Eric Gilbertson: "[As deputy State Historic Officer,] I sit on the State's Covered Bridge Review Committee. The Pulp Mill Bridge is on the National Register of Historic Places. It's the only double-barreled covered bridge in Vermont...and the work that's done on it should really meet the Secretary of the Interior's standards which sets the standards for dealing with historic preservation projects, you should replace things in kind if possible, and the general configuration of the bridge shouldn't change. Of course, fixing broken things is fine.

"Lets talk about the state's Covered Bridge Review Committee. I think it is unique nationally and [it convenes] if the Agency of Transportation is involved in a bridge project.
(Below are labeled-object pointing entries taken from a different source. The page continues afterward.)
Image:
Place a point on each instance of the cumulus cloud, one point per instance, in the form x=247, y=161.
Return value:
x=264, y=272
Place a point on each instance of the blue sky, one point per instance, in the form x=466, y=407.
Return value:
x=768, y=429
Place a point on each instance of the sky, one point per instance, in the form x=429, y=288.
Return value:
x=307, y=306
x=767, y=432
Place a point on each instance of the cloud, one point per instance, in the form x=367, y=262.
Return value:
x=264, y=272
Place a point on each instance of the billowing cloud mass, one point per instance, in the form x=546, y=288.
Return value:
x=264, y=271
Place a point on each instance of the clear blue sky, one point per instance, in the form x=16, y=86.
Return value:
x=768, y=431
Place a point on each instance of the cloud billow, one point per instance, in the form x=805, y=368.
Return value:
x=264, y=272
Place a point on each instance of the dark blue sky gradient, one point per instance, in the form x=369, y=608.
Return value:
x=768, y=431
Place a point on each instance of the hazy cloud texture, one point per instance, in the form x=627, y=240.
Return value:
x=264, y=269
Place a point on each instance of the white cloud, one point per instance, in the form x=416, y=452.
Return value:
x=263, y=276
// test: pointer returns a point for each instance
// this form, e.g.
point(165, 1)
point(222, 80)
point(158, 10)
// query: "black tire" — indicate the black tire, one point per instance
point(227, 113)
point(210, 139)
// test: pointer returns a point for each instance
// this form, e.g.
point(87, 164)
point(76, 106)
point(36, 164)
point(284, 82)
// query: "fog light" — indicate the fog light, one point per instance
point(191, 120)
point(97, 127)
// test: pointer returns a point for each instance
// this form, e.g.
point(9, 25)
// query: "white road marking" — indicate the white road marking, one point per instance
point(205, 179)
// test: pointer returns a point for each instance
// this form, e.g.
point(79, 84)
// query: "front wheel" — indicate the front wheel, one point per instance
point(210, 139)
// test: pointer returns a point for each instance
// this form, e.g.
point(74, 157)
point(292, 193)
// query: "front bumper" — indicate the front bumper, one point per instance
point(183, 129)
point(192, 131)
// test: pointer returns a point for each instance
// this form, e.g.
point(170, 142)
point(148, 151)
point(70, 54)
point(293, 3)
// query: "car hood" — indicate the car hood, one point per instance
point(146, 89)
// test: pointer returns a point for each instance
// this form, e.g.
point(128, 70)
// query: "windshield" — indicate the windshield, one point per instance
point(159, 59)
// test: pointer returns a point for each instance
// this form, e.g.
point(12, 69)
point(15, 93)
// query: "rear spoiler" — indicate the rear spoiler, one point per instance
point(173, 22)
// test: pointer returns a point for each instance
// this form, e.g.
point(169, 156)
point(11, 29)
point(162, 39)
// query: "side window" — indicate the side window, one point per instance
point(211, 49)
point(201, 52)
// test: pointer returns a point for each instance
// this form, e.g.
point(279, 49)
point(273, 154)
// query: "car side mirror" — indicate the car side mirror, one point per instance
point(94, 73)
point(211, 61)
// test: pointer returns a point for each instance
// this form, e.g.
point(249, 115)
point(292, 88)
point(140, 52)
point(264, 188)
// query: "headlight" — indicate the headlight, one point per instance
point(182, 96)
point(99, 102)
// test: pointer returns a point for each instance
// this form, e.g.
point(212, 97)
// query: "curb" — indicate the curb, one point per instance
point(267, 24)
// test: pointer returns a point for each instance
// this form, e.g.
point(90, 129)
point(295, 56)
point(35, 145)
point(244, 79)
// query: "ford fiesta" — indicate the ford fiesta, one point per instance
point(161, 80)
It is a combination of people coming from the covered bridge society, the town . . . that needs to look at covered bridges, [and the AOT] engineers all sit there. It's been going on for at least a couple of years now and it's based on a covered bridge plan that the state has...It basically seeks to preserve Vermont's covered bridges and one of the things that we have put in the plan is that keeping a bridge in use is important in its preservation for a couple of reasons. One is that there is a reason to maintain it, and secondly, there is money available for bridges that are in use that is not available for bridges that are not in use. Senator Jeffords has put a significant amount of money into covered bridges nationally and in Vermont as well, several million dollars a year and that money is not available for bridges that are not in the transportation system."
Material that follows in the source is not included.